Cesaria Evora est faite de cet humus dans le sec de ces sables. Ce n’est pas une biographie, c’est une révélation obscure, chargée de terre, de vie, de musiques, de simplicité, d’amitié, d’amour, d’interrogation et de lucidité. J’ai compris dans ces pages que Cesaria Evora est à elle seule une terre créole où la diversité des imaginaires et des hommes donnait naissance à une musique valable pour tous, là où la mélodie, l’harmonie et la polyrythmie ont rencontré les souffrances des hommes : creuset du blues, du jazz et de la morna. J’ai compris que Cesaria Evora est aussi une douleur, la sienne d’abord, celle de sa vie, de ses amours terribles, de cette ivresse destructrice qui suppléait aux bourgeons abîmés de l’espoir. Et cette vie familière des extrêmes parle à la nôtre en un direct sensible. Quand elle chante, elle vient avec une existence entière rescapée des bars sordides et des dorures factices de chez les grandes gens, dotores du Cap-Vert qui voulaient l’écouter. Elle vient aussi avec son exil immobile, ce but d’exil irrépressible qui maintenant gît en chacun de nous, îles en dérive dans le monde qui fait monde. Elle vient avec une incomparable tristesse envers le tout possible. Elle dit le bonheur perdu mais à portée de main. Elle dit la blessure nègre en absence et silence. Elle dit le souvenir en ses limons précieux. Elle dit la mort et l’oubli, la fidélité et la patience, la liberté offerte sur des vagues amères où l’on ose mettre le pied. Elle dit le monde ouvert des îles tellement peu clos, tellement livré aux métissages et aux souffles de la terre.
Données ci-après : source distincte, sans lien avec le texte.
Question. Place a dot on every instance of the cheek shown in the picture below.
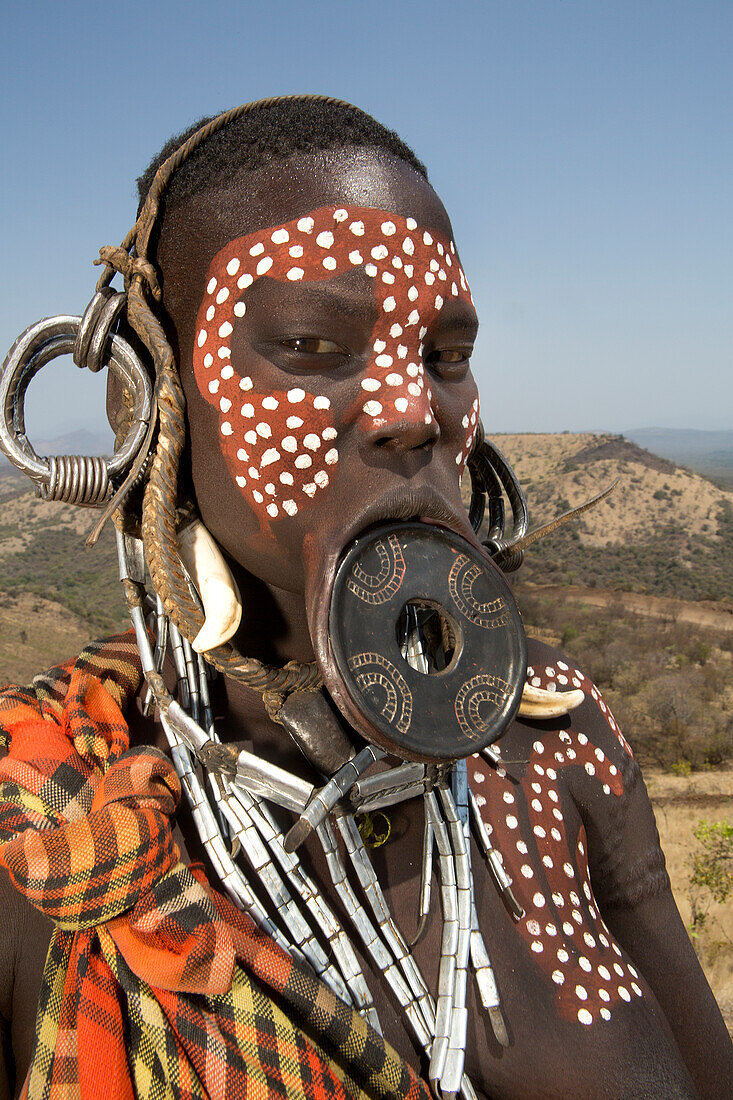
(280, 447)
(469, 428)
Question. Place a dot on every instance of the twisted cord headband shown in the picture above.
(160, 501)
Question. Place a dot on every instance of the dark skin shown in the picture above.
(670, 1042)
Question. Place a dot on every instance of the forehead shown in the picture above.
(280, 193)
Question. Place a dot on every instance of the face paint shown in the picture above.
(282, 447)
(562, 925)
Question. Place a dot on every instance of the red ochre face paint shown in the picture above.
(282, 447)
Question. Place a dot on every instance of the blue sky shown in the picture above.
(582, 149)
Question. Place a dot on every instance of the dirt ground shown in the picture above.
(680, 802)
(714, 616)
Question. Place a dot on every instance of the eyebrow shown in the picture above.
(330, 298)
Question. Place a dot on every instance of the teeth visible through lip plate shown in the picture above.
(222, 604)
(538, 703)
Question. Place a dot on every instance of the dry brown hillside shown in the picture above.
(665, 530)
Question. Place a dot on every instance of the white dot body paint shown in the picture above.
(325, 243)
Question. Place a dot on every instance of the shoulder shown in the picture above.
(592, 721)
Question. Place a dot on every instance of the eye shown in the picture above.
(449, 362)
(314, 345)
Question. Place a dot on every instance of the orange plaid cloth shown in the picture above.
(154, 986)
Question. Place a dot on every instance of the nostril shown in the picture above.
(405, 435)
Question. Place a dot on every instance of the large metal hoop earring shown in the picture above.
(492, 479)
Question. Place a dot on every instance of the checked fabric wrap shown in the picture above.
(153, 979)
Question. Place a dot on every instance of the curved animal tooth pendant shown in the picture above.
(222, 604)
(539, 703)
(428, 653)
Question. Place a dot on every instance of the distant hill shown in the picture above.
(665, 530)
(708, 452)
(81, 441)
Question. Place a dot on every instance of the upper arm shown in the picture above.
(632, 888)
(24, 936)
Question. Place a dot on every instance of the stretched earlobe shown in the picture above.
(206, 567)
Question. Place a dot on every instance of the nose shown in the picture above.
(397, 407)
(415, 429)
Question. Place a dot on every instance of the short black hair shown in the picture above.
(272, 132)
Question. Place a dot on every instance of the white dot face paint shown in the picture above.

Elle dit sous la fatalité, la joie, l’espoir, la force ronde, la patience aiguisée. Ses pieds sont nus, sa voix est nue, son coeur nu est offert dans la parure de toutes les grâces. Chez les êtres humains, Cesaria est une reine.

Texte écrit par Patrick Chamoiseau, paru dans Le Monde, à propos de la publication de la biographie écrite par Véronique Mortaigne, peu après la sortie de l’album « Cabo Verde » en février 1997.

Patrick Chamoiseau, né le 3 décembre 1953 à Fort-de-France, est un écrivain français originaire de la Martinique. Auteur de romans, de contes, d’essais, théoricien de la créolité, il a également écrit pour le théâtre et le cinéma.